Variables, Literals, Procs and Stats
This post by US PFE Susan Van Eyck goes through considerations when developing stored procedures using local variables and literals, and their effect on the query plan / performance.
I ran across a very interesting blog post by Kendra Little this week about the perils of troubleshooting – or developing – stored procedure using local variables.
I’ve often done this myself. You morph the CREATE statement into a DECLARE, plug in some values, then try to figure out why the query is misbehaving.
[sql]--CREATE PROC dbo.DoSomethingUseful
DECLARE @parm1 INT = 875,
@parm2 VARCHAR(10) = 'ABC'
-- Useful bits here
The problem here is that those local variables behave differently than either stored procedure parameters or literal values and you can end up with bad/wrong/misleading query plans because of it.
To demonstrate, consider these two very similar queries. Both will return 4 rows.
[sql]SELECT City FROM Person.Address WHERE StateProvinceID = 80;
DECLARE @StateProvinceID INT = 80;
SELECT City FROM Person.Address WHERE StateProvinceID = @StateProvinceID;[/sql]
Executing them with the options to Include Actual Query Plan and SET STATISTICS IO ON you find that the first one (using the literal value) has a very efficient query plan (Index Seek + Lookups) requiring only 10 logical reads, but the second (using the variable) is executed using an Index Scan at a cost of 216 logical reads. [Interestingly we’re scanning a nonclustered index because it happens to covers the query and saves us the higher cost (346 logical reads) of a clustered index scan.]
The first query is auto-parameterized (note the =@1 in the plan’s SQL text), but that doesn’t account for the difference. Adding another table to the query to increase up its complexity and prevent auto-parameterization, we get the same results. Rather, the difference is due to which statistics are being used, which is in turn determined by whether or not we’re using a local variable. Looking at the Estimated Number of Rows for the two plans they’re very different – 4 and 265.
An Index Seek + Lookups is a good data access strategy when the Seek returns a relatively low number of rows and there’s an index supporting the Lookups. That’s the case with the first plan with its (very accurate) estimate of 4 rows and Lookups into the Clustered Index. But the Seek/Lookup pattern doesn’t scale well, and as row counts increase you hit a “tipping point” where it actually is cheaper to Scan the Clustered Index (or another index that covers the query).
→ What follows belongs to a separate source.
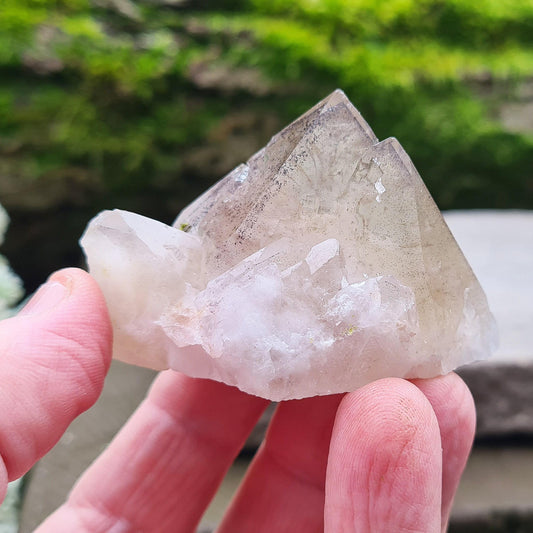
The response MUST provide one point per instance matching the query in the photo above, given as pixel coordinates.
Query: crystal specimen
(318, 266)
That’s what’s happened in the second plan – the estimated cost of 265 Lookups (530 logical reads because the index has a depth of 2) is much higher than that of scanning the covering index (216 logical reads).
So we have a rational explanation for the differing plans, but how did they come to have such different estimated row counts?
When evaluating query plans options the Optimizer checked the statistics associated with the index on StateProvinceId. There are two values in the statistics object that offer guidance on expected row counts. One is Density – a measure of the uniqueness of any single column value in the context of the entire table. If you multiply it by the number of rows in the table…
[sql]DBCC SHOW_STATISTICS ('Person.Address', IX_Address_StateProvinceID) WITH DENSITY_VECTOR;[/sql]
[sql]SELECT 0.01351351 * COUNT(*) FROM person.Address; /* 265.05398514 */[/sql]
…you get 265! Here’s another way to arrive at 265 that might make it clearer what that value represents:
[sql]SELECT COUNT( * ) / COUNT( DISTINCT StateProvinceID ) FROM Person.Address; /* 265 */[/sql]
This is the value that’s used when your code includes a local variable. Its degree of accuracy will depend on how evenly data is distributed across a column’s values. In our case, an average value of 265 rows per column value is not a very representative value. We can see that by examining the other useful value(s) in the table – the Histogram:
[sql]DBCC SHOW_STATISTICS ('Person.Address', IX_Address_StateProvinceID) WITH HISTOGRAM;[/sql]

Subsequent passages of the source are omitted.